Timko, M. T., Worcester Polytechnic Institute
Tompsett, G., Worcester Polytechnic Institute
Thompson, J. R., Massachusetts Institute of Technology
Boock, J. T., Miami University
Prather, K. L. J., Massachusetts Institute of Technology
The energy efficiency of many biological processes is limited by recovery of dilute fermentation products. Ethanol is an exception to this rule, as it can be tolerated by microbes at concentrations greater than 10 wt%. Other products are much more toxic, which limits their endpoint concentrations and makes energy intensive their recovery. While distillation remains the separation technology of choice when feasible, energy efficient alternatives are required for instances where endpoint concentrations are insufficient for distillation, when products are insufficiently volatile, or when products are thermally sensitive. One promising technology, which has been known since the 1980s but incompletely developed, is supercritical fluid extraction. Supercritical fluid extraction combines elements of distillation with liquid-liquid extraction. The extraction solvent, typically carbon dioxide or a light hydrocarbon, is present in its supercritical state, meaning that the thermodynamic driving force is based on solute partitioning – similar to liquid-liquid extraction. Subsequent to extraction, the target molecule can be recovered in high purity simply by decreasing the pressure, meaning that supercritical fluid extraction does not require downstream separation steps – a feature that is held in common with distillation. Ideal targets should be amenable to biomanufacturing, but with titers limited by end product inhibition.
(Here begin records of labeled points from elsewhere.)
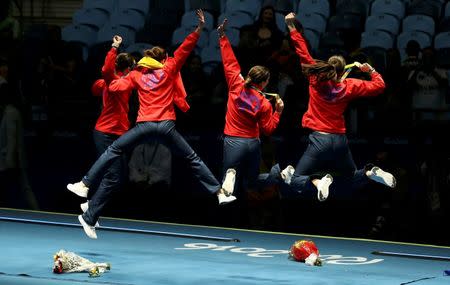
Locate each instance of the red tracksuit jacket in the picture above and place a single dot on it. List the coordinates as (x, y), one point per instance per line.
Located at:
(247, 110)
(114, 116)
(159, 89)
(328, 100)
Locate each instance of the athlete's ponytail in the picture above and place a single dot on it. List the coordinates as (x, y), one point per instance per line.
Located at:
(257, 74)
(326, 70)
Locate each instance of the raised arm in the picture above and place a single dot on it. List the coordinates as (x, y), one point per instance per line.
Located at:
(268, 120)
(230, 63)
(109, 67)
(299, 42)
(366, 88)
(183, 51)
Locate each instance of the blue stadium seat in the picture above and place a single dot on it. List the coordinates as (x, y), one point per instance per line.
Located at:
(321, 7)
(251, 7)
(211, 58)
(347, 22)
(312, 21)
(232, 34)
(383, 22)
(128, 18)
(79, 33)
(422, 23)
(189, 20)
(212, 6)
(138, 48)
(142, 6)
(442, 40)
(393, 7)
(181, 33)
(236, 19)
(377, 38)
(357, 7)
(105, 5)
(106, 33)
(284, 6)
(431, 8)
(92, 17)
(422, 38)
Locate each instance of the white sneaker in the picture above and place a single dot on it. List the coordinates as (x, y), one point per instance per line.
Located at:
(383, 177)
(287, 174)
(224, 199)
(78, 188)
(323, 187)
(89, 230)
(228, 182)
(84, 207)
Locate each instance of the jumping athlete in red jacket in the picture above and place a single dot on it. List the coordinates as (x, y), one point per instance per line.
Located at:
(329, 95)
(248, 113)
(111, 124)
(158, 86)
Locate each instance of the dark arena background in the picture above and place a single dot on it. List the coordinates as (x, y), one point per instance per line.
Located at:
(162, 227)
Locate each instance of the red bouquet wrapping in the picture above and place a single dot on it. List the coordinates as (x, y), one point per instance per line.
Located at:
(305, 251)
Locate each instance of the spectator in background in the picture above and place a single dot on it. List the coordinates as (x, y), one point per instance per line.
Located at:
(197, 85)
(412, 60)
(249, 112)
(9, 26)
(259, 40)
(15, 188)
(428, 86)
(159, 89)
(111, 124)
(328, 149)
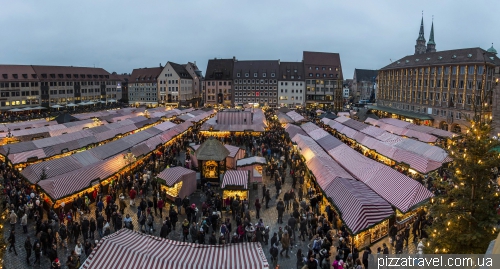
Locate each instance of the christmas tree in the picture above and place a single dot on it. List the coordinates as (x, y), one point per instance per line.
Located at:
(464, 219)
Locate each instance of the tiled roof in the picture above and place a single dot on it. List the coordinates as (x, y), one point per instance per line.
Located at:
(458, 56)
(180, 70)
(365, 74)
(219, 69)
(289, 69)
(145, 74)
(259, 66)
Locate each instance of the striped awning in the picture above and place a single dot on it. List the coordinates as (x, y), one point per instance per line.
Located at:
(359, 206)
(235, 178)
(128, 249)
(174, 174)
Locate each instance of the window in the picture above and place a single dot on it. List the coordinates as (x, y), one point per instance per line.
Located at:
(462, 69)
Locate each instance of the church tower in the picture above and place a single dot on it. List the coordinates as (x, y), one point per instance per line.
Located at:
(420, 46)
(431, 45)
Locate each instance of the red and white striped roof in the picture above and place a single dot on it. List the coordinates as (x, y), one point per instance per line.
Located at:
(359, 206)
(128, 249)
(396, 188)
(235, 178)
(175, 174)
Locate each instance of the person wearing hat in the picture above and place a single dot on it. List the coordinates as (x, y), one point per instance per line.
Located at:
(274, 254)
(185, 229)
(285, 243)
(56, 264)
(132, 194)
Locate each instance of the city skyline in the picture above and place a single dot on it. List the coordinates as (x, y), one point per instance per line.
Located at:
(117, 37)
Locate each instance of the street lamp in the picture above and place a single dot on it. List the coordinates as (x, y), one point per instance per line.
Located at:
(129, 157)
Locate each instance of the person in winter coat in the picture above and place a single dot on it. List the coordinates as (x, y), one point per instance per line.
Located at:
(285, 243)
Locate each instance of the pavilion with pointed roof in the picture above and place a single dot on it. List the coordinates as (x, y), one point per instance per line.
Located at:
(211, 156)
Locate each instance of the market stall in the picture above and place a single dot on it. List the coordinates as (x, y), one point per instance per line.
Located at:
(177, 181)
(255, 165)
(211, 157)
(235, 184)
(127, 249)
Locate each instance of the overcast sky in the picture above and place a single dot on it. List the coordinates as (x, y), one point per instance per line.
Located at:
(123, 35)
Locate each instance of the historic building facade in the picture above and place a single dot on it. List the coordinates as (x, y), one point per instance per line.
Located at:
(34, 85)
(143, 86)
(323, 78)
(438, 88)
(363, 84)
(218, 83)
(256, 82)
(291, 85)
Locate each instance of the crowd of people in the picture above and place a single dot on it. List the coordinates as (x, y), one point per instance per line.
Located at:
(302, 214)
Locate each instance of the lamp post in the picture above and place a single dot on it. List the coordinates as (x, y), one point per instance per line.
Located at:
(129, 157)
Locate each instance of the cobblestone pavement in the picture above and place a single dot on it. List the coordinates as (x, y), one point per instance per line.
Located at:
(269, 217)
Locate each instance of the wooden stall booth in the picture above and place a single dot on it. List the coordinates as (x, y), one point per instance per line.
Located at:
(235, 184)
(177, 181)
(211, 157)
(255, 165)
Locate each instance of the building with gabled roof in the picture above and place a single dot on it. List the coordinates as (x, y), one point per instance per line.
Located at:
(218, 86)
(363, 84)
(143, 86)
(440, 88)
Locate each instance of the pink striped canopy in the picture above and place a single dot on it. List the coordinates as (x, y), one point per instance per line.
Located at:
(128, 249)
(235, 178)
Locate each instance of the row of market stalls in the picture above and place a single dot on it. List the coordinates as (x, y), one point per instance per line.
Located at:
(129, 249)
(363, 211)
(64, 178)
(389, 148)
(235, 122)
(389, 123)
(400, 191)
(65, 143)
(424, 137)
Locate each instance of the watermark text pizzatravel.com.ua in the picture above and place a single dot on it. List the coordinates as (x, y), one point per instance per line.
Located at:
(384, 262)
(434, 261)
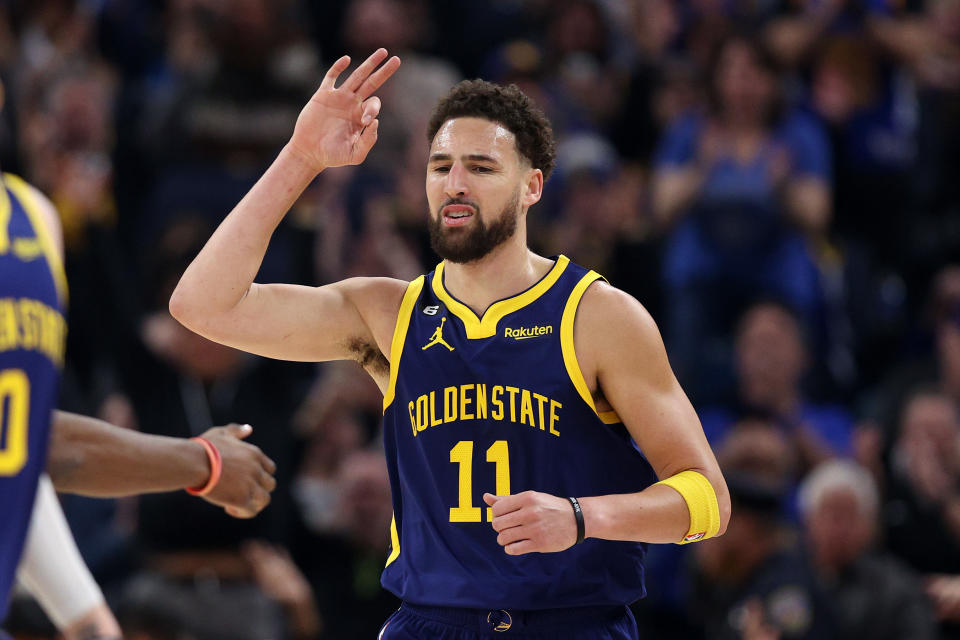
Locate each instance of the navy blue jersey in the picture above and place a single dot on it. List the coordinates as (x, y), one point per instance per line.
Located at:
(32, 339)
(498, 404)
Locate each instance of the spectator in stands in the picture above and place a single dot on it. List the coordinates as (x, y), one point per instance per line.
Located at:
(874, 596)
(742, 191)
(771, 357)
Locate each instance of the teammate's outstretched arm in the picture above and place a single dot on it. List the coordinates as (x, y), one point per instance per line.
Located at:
(94, 458)
(620, 350)
(216, 296)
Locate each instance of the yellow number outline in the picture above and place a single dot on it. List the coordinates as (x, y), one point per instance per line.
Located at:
(462, 454)
(14, 420)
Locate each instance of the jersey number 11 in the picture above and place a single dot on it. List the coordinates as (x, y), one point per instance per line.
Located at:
(462, 454)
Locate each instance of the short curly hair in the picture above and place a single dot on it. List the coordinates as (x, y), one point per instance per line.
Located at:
(506, 105)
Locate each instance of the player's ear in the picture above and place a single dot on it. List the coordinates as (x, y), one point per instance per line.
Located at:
(533, 188)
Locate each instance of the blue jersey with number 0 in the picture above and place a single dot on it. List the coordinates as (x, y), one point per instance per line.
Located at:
(497, 404)
(32, 338)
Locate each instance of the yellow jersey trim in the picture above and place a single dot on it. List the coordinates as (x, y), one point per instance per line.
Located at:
(486, 327)
(394, 542)
(701, 502)
(4, 222)
(400, 336)
(22, 190)
(569, 352)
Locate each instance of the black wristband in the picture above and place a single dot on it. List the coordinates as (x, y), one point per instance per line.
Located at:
(578, 514)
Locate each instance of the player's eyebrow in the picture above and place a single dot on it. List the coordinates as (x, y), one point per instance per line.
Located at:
(475, 157)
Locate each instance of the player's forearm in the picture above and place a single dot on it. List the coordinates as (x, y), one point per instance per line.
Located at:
(94, 458)
(222, 273)
(656, 514)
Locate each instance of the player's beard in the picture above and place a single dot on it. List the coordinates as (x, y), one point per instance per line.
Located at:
(477, 239)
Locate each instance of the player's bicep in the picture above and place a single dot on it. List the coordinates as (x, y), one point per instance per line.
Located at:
(635, 376)
(340, 321)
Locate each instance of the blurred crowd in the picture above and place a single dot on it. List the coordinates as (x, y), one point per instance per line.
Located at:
(778, 181)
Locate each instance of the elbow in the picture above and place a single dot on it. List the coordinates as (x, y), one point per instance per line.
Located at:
(179, 306)
(65, 461)
(723, 502)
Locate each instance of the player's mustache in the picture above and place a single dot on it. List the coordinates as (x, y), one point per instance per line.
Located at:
(460, 201)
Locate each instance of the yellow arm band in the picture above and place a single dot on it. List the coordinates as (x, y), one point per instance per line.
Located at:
(701, 501)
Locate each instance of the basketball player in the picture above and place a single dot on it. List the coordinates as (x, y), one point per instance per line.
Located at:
(529, 407)
(86, 456)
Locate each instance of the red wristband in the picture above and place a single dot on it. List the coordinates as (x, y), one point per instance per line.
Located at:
(216, 466)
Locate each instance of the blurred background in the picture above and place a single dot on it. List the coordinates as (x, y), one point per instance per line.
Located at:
(778, 181)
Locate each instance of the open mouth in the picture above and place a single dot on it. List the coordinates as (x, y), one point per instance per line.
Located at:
(456, 215)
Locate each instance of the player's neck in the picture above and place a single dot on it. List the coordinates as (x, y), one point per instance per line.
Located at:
(506, 271)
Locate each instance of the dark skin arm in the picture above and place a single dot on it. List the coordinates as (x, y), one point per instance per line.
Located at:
(94, 458)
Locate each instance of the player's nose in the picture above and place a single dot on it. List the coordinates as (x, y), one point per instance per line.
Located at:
(456, 182)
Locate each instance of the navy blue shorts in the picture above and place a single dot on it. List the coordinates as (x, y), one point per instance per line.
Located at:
(415, 622)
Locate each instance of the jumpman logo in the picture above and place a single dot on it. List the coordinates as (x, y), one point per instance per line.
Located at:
(437, 337)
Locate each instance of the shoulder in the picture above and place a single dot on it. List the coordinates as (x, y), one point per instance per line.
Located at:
(615, 313)
(48, 212)
(612, 326)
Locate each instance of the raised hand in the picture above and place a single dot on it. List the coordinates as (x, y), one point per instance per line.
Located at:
(247, 476)
(339, 125)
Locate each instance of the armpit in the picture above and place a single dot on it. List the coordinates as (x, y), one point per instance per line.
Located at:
(369, 357)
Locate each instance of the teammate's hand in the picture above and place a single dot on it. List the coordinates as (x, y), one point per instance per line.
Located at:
(339, 124)
(532, 521)
(247, 476)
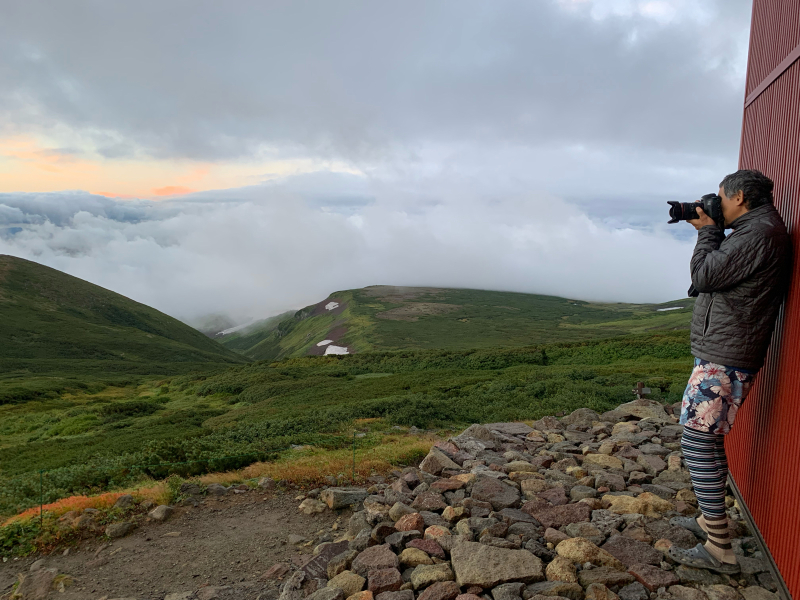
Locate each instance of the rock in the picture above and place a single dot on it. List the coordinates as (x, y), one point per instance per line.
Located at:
(558, 516)
(215, 489)
(602, 460)
(606, 521)
(554, 536)
(413, 557)
(116, 530)
(659, 490)
(523, 466)
(508, 591)
(436, 531)
(311, 506)
(454, 514)
(441, 590)
(437, 461)
(411, 522)
(757, 593)
(582, 417)
(683, 538)
(646, 409)
(497, 493)
(720, 592)
(605, 575)
(614, 482)
(684, 593)
(425, 575)
(652, 464)
(488, 567)
(429, 501)
(36, 585)
(559, 589)
(586, 531)
(694, 576)
(384, 580)
(447, 485)
(432, 518)
(326, 593)
(376, 557)
(381, 531)
(292, 589)
(277, 571)
(631, 552)
(317, 567)
(365, 595)
(342, 497)
(429, 547)
(634, 591)
(652, 577)
(580, 550)
(161, 513)
(547, 423)
(646, 504)
(401, 595)
(349, 582)
(561, 569)
(340, 562)
(179, 596)
(400, 510)
(517, 429)
(124, 501)
(597, 591)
They should be water soluble at concentrations less than their inhibition limit and partition favorably into one or more supercritical solvents and out of aqueous solution. Pressure and temperature can be adjusted to fine tune the separation. Butanol is used as a test case to show dramatic, >10-fold decreases in energy requirements for separation. New advances that combine microbes that are tolerant of supercritical fluids and capable of bioproduction of desirable target molecules hold promise for even greater improvements in energy efficiency, as demonstrated by a recent study using the newly identified strain Bacillus megaterium SR7. Integrated fermentation and extraction benefits from optimized process design including solvent recycling and co-production of carbon dioxide at high pressure. Future studies can investigate mass transfer in the supercritical fluid-water environment. Future development work can focus on reducing costs.